Columns, Sports

Sabermetrics: All you know about baseball statistics is wrong — hitting

Sports Columnist
Friday, April 5, 2013

The theatrical release of “Moneyball” in 2011 marked the first time many baseball fans — as well as non-sports enthusiasts — were ever exposed to the next generation of baseball statistics, affectionately known as sabermetrics. With the college baseball season well underway and Major League Baseball just getting started, now is the perfect time to explain some of these new ways of thinking about the game, starting today with hitting.

Conventional hitting numbers may be the easiest family of baseball statistics to understand, but that doesn’t mean the stats you’ll find on a baseball card are worth much. Luckily, sabermetrics has been able to quantify batting better than any other major aspect of the game, though these advances have yet to be publicly applied at the college level.

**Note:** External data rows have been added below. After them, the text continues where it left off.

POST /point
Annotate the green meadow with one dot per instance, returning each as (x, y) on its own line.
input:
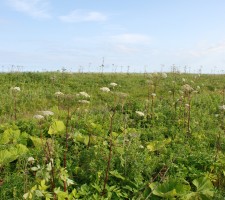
(102, 136)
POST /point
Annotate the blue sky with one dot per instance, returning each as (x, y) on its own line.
(149, 35)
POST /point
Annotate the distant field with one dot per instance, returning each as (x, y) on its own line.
(112, 136)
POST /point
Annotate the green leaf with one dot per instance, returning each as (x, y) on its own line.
(10, 135)
(204, 189)
(169, 189)
(116, 174)
(57, 128)
(157, 145)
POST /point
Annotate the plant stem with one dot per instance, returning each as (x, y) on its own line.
(66, 149)
(110, 153)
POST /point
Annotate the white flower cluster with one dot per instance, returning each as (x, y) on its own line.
(15, 89)
(46, 113)
(84, 94)
(105, 89)
(139, 113)
(84, 101)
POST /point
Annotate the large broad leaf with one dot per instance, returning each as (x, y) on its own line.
(9, 135)
(204, 189)
(169, 189)
(116, 174)
(7, 156)
(79, 137)
(38, 143)
(57, 128)
(157, 145)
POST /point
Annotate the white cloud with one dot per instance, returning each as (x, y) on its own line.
(33, 8)
(209, 50)
(125, 49)
(81, 15)
(131, 39)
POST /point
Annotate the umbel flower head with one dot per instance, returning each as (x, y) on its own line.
(15, 89)
(46, 113)
(39, 117)
(84, 101)
(105, 89)
(139, 113)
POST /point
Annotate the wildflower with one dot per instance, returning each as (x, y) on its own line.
(113, 84)
(155, 74)
(30, 160)
(187, 105)
(222, 107)
(84, 101)
(46, 113)
(105, 89)
(141, 114)
(38, 116)
(59, 94)
(84, 94)
(153, 95)
(15, 89)
(187, 88)
(164, 75)
(121, 94)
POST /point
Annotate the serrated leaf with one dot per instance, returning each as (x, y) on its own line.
(57, 128)
(116, 174)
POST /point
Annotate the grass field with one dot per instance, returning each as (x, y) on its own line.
(112, 136)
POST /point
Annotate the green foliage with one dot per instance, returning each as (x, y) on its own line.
(57, 128)
(81, 153)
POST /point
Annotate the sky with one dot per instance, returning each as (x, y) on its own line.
(121, 35)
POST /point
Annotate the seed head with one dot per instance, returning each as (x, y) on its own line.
(84, 94)
(139, 113)
(105, 89)
(15, 89)
(46, 113)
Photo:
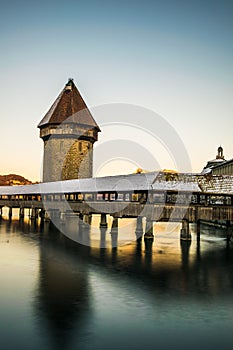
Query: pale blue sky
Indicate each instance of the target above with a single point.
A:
(174, 57)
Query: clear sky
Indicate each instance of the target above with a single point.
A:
(172, 57)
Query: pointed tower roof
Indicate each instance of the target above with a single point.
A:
(69, 107)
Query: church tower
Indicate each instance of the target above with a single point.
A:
(69, 132)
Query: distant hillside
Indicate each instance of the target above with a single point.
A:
(13, 179)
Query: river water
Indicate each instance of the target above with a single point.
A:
(56, 294)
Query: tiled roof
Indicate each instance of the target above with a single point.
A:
(69, 107)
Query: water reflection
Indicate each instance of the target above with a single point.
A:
(98, 298)
(63, 301)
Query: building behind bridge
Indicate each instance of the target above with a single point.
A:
(219, 165)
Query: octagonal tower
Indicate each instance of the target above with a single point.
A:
(69, 132)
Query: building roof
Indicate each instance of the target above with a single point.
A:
(69, 107)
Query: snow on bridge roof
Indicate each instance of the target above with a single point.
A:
(157, 181)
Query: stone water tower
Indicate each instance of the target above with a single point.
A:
(69, 132)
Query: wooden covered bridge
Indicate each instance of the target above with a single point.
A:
(156, 196)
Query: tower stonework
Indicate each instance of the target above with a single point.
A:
(69, 132)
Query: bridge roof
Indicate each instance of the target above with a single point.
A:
(158, 181)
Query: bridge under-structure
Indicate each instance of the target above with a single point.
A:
(156, 196)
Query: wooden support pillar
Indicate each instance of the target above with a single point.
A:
(149, 230)
(10, 213)
(42, 214)
(184, 232)
(103, 220)
(114, 224)
(139, 230)
(198, 230)
(87, 219)
(21, 212)
(33, 213)
(229, 231)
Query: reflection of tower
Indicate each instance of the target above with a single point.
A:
(69, 132)
(63, 293)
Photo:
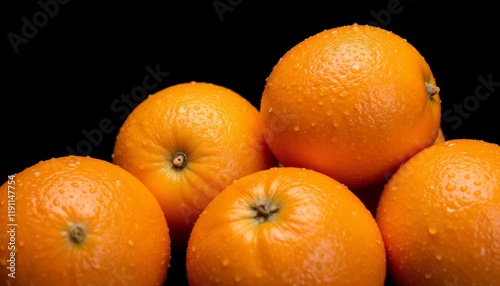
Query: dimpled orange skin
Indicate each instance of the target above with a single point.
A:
(126, 236)
(350, 102)
(218, 130)
(440, 216)
(319, 234)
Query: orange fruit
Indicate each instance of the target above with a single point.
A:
(286, 226)
(352, 102)
(186, 143)
(370, 194)
(440, 138)
(439, 216)
(81, 221)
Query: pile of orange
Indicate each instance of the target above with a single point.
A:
(343, 176)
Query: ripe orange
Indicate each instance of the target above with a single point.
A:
(81, 221)
(286, 226)
(440, 216)
(353, 102)
(186, 143)
(440, 138)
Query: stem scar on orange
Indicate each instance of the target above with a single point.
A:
(353, 102)
(286, 226)
(186, 143)
(81, 221)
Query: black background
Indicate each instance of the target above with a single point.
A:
(66, 77)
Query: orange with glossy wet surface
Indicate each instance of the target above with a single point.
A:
(353, 102)
(286, 226)
(186, 143)
(81, 221)
(439, 216)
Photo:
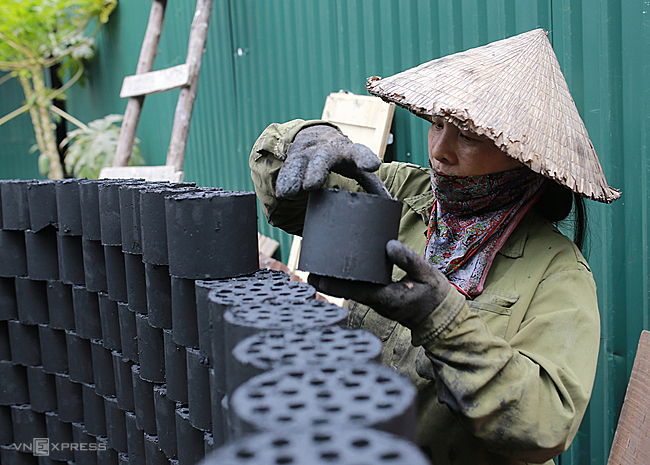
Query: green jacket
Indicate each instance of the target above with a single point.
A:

Arguably the most meaningless popular statistic is runs batted in (RBI), the number of baserunners that come across home plate to score as the result of a hitter’s batted balls. As a matter of storytelling, it makes sense to take note of who knocks in whom within a game. But this is less effective as a measure of skill over the course of a season.

The obvious problem that even high-profile baseball analysts overlook is that not all hitters have the same opportunities to drive batters in. This situation is similar to that of “clutch” hitters. While some argue that certain clutch hitters possess the preternatural ability to come up with big hits in important situations, it is generally accepted among the sabermetric community that clutchness is far less a factor in those situations than overall skill and random chance — if it exists at all. Those hitters with especially good clutch statistics are usually creations of small sample sizes.

Looking at runs scored as a measure of a player’s skill is a similar conflation of individual performance and circumstances beyond the batter’s control. Reaching base and getting in position to score is something for which a hitter could justly be credited, but obviously he has nothing to do with the subsequent batters’ abilities to drive him in.

Perhaps the most misunderstood statistic in baseball is batting average, if only because of its pervasiveness. A player who hits .300 is universally understood to be a very good hitter. It takes a true legend to hit .400 and someone batting under .200 — the so-called Mendoza Line — will probably be benched in short order. A closer look at the iconic statistic reveals some major problems rendering it ill-suited for judging a player.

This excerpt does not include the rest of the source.